Salvador
Camarena.
Para
criticar a aquel que no se comprometía a profundidad con alguna causa, alguna
vez Carlos Castillo Peraza citó en un artículo a Charles Péguy al transcribir:
“tiene limpias las manos, porque no tiene manos”. Solo aquellos que han rehuido
a tomar una decisión difícil —qué chiste tiene optar entre algo evidentemente
bueno y una opción notoriamente mala—, pueden decir que tienen la conciencia
tranquila, que no los atormenta su razón.
El
presidente Andrés Manuel López Obrador presume con frecuencia que él es dueño
de una conciencia en paz, que vive tranquilo con sus decisiones, que duerme
bien.
Lo dijo, por
ejemplo, el 21 de octubre pasado, a propósito del fiasco de la detención del
hijo de un narcotraficante: “Va a pasar el tiempo y la gente de Culiacán, de
Sinaloa, va a poder juzgar si se hizo bien o se hizo mal. Yo tengo mi
conciencia tranquila y sé que actuamos de manera correcta”.
En la fecha
de esa declaración apenas habían transcurrido unos cuantos días del operativo
que costó ocho vidas. Además de ese costo en sangre, la derrota del gobierno
representó una afrenta para el Estado mexicano. El saldo de tan bochornosa
operación, sin embargo, no hizo mella en la conciencia del tabasqueño.
Tal
declaración se ha repetido en más de una vez. La volvió a decir, por ejemplo,
este lunes, al rechazar las críticas por su manejo de la crisis de feminicidios
y por la violencia: “Yo tengo mi conciencia tranquila porque trabajo todos los
días para garantizar la paz y la tranquilidad en el país”.
Bienaventurados
aquellos a quienes la responsabilidad de dirigir una nación no les desvela,
como —según ha dicho— ocurre con AMLO, quien el 3 de enero pasado fue
cuestionado sobre los tres principales problemas que le preocupaban en el año
que iniciaba.
“No me quita
el sueño ningún problema, porque estoy atendiendo todo lo que pueda significar
un daño a la población, todo el tiempo estoy atento, atendiendo para que se
puedan enfrentar los grandes y graves problemas nacionales.
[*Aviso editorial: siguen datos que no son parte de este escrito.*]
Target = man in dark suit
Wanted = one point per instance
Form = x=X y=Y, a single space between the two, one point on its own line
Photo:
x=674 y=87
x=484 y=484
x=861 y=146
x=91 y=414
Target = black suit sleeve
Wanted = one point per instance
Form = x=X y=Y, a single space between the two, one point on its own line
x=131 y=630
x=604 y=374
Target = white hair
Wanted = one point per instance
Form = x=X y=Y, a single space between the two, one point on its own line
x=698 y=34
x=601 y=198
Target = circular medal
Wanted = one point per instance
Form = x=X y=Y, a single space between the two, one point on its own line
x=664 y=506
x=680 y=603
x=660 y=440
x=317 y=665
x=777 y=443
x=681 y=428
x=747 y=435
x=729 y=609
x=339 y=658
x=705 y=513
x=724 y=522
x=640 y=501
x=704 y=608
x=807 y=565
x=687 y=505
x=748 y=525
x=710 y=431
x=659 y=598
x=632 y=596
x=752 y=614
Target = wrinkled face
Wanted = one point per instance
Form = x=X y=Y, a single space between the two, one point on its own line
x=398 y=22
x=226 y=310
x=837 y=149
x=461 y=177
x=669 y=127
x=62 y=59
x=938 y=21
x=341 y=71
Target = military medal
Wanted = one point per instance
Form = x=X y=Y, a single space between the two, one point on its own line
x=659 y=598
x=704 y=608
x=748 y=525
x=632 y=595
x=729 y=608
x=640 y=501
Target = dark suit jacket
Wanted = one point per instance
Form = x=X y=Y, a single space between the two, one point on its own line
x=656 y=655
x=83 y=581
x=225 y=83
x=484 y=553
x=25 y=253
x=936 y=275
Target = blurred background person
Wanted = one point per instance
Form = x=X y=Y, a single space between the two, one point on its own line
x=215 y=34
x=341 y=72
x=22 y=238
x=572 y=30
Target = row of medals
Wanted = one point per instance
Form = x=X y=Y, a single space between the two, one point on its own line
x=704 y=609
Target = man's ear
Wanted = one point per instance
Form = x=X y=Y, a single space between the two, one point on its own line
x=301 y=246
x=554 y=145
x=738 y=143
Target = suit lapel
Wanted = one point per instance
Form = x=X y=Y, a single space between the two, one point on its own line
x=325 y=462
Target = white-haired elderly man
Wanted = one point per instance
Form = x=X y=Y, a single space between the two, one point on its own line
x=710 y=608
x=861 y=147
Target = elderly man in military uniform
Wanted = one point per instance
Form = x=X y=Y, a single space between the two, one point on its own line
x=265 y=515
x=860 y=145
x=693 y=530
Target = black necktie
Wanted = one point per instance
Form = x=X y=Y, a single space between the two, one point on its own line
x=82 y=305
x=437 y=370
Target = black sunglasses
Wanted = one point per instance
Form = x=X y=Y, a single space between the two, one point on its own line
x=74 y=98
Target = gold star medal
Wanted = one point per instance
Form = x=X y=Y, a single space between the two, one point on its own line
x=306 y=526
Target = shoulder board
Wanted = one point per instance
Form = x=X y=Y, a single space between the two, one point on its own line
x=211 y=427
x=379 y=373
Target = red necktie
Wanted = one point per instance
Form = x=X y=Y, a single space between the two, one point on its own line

Por eso estoy
tranquilo con mi conciencia, que eso es muy importante, yo creo que es lo
principal para poder dormir. Cuando se atienden los problemas lleva uno
ventaja. Problema que se soslaya, como se dice coloquialmente, estalla”.
Qué
tranquilidad debe dar ser una persona que cree que basta con que uno chambeé
para sentirse satisfecho; que sin esperar el resultado de lo que se emprendió,
sin mediar eso uno vaya por la vida libre de carga de la duda, sin la
mortificación de esa vocecita que serrucha a la mente al recordarle que buenas
intenciones y madrugar no garantizan cuentas positivas al final de la jornada.
El
Presidente de la República no cree en la ética de las responsabilidades. Si yo
trabajé de buena fe me he ganado el derecho al sueño, e incluso a la vanidad de
presumirlo. Si algo sale mal, seguro será por un compló, no por mis malas
decisiones.
Era más
interesante el AMLO que en octubre declaraba que “la política es, entre otras
cosas, optar entre inconvenientes, siempre hay que decidir. Se equivoca uno
menos cuando se pone por delante el interés nacional, cuando por encima de los
intereses personales, por legítimos que sean, se sitúa el interés colectivo, el
interés de la nación”.
En cambio,
hoy para todo el presidente parece optar por tener él una buena noche de sueño,
una conciencia tranquila, aunque eso no le devuelva la tranquilidad a mujeres,
hijas, madres, hijos, hermanos y padres víctimas de la violencia.
Pero usted,
presidente, no se preocupe, ya sabemos que duerme tranquilo. Vaya conciencia,
vaya manos limpias que no quieren comprometerse a optar entre inconvenientes.